渋谷古書堂蔵『戦陣訓・異聞(せんじんくん・いぶん)』より


​権藤流合戦術 陣幕神楽(じんまくかぐら)


​降り注ぐ矢弾の雨から、身一つで生き残るための、異色の防御体術。


その由来は、戦国時代、敵の奇襲により本陣の防御柵である「陣幕」が倒された際、武田信玄配下の武将、新田三郎太夫是にったさぶろうだゆうこれなりの供回りである堂道佑九朗どうどうすけくろうが盾代わりに振り回し、矢や投石を防ぎきったという逸話に起因する。
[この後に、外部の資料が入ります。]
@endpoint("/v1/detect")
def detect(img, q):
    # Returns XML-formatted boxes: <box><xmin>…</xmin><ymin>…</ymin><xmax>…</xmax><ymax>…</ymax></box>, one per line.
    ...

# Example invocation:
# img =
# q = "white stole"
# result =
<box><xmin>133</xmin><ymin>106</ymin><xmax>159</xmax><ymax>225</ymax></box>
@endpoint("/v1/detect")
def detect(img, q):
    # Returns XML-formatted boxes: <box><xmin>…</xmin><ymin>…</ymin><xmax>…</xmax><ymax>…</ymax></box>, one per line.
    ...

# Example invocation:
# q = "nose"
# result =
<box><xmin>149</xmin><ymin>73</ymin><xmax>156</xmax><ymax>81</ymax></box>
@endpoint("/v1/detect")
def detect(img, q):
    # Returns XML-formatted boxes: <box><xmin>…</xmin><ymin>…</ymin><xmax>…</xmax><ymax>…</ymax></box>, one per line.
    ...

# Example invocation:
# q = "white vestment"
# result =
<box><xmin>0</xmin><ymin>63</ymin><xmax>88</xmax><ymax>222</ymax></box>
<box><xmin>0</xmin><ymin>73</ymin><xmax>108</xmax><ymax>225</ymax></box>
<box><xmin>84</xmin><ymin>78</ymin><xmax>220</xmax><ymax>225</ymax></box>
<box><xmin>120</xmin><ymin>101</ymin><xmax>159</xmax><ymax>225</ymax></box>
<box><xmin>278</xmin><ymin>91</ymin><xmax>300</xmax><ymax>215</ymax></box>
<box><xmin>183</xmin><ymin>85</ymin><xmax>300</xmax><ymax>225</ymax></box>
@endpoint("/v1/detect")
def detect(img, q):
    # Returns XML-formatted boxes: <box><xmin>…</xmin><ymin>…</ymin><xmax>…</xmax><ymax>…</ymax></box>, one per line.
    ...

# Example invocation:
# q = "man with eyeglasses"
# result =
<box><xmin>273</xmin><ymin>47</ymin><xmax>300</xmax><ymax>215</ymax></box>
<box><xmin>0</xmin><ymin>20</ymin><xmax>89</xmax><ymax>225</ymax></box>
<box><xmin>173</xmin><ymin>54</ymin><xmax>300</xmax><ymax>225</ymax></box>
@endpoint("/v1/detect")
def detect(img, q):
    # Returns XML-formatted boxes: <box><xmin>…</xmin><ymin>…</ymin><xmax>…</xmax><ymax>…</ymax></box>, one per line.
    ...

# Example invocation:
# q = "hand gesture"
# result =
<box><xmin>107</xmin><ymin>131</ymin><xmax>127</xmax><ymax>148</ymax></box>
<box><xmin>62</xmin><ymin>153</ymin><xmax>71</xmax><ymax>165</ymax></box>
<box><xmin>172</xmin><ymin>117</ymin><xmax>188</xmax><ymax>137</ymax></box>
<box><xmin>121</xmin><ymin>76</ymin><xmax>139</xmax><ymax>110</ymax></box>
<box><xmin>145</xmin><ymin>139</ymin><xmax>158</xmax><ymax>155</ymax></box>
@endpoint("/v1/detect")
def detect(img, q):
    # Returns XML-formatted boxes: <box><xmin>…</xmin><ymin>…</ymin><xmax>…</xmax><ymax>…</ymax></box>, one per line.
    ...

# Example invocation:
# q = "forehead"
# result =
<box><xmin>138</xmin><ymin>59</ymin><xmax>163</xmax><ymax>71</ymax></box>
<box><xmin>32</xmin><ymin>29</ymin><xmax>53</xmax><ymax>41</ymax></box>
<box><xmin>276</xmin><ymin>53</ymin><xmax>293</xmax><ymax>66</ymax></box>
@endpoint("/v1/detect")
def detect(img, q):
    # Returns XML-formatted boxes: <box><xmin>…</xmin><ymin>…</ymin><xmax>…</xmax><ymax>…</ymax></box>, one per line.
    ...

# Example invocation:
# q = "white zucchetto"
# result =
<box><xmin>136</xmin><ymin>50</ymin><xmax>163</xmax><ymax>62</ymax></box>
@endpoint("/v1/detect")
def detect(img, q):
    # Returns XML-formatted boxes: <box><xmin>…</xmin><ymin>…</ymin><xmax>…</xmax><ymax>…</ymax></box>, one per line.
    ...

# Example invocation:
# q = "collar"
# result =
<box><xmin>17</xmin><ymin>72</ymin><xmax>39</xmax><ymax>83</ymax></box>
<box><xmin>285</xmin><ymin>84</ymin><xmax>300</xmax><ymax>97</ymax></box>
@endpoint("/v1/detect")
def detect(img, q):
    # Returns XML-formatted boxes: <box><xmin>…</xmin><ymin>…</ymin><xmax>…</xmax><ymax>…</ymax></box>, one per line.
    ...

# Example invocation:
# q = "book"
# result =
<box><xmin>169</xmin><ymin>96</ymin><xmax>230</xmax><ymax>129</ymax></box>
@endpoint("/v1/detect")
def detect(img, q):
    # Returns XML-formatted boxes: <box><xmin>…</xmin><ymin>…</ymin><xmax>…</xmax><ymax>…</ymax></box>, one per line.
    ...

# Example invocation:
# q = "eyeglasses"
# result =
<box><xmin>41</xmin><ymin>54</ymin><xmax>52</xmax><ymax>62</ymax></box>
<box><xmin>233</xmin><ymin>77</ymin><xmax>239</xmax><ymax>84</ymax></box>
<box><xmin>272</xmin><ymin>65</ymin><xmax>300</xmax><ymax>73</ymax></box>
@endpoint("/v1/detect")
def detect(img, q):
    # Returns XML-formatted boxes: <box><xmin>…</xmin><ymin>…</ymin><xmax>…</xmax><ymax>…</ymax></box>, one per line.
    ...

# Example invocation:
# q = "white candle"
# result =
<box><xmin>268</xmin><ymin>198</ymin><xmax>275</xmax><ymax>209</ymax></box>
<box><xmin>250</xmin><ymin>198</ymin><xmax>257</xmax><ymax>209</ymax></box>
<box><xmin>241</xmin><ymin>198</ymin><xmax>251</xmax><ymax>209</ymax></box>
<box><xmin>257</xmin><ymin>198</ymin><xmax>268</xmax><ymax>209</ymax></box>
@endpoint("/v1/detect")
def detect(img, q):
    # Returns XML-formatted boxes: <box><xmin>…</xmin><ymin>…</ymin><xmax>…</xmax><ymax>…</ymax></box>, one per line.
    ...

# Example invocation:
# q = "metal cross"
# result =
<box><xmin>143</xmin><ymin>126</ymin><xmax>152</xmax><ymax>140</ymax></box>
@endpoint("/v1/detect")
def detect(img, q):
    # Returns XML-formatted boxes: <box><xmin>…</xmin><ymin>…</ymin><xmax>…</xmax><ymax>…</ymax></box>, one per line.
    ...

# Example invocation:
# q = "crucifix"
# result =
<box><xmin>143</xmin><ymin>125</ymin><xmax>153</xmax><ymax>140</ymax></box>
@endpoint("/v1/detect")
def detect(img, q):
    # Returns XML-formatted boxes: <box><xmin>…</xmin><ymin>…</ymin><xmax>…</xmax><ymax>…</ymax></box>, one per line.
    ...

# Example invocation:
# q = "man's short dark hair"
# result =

​術者は、自らが羽織る上着(権藤の場合は、錬魂塾謹製の特殊な繊維で織られた学ラン)を、闘牛士のマタドールが操るケープ、あるいは、獅子舞の演者が舞う獅子頭のように、変幻自在に振り回す。


​それは、神に捧げる勇壮な舞「神楽」の如き、流麗な動きでありながら、その実、飛来する全ての矢を、叩き落とし、あるいは、布に絡め取って、その威力を殺すという、極めて合理的な防御法である。


敵の集中砲火を、たった一枚の布と、己の体捌きのみで無力化する様は、見る者に、神が舞い降りたかのような錯覚さえ覚えさせるという。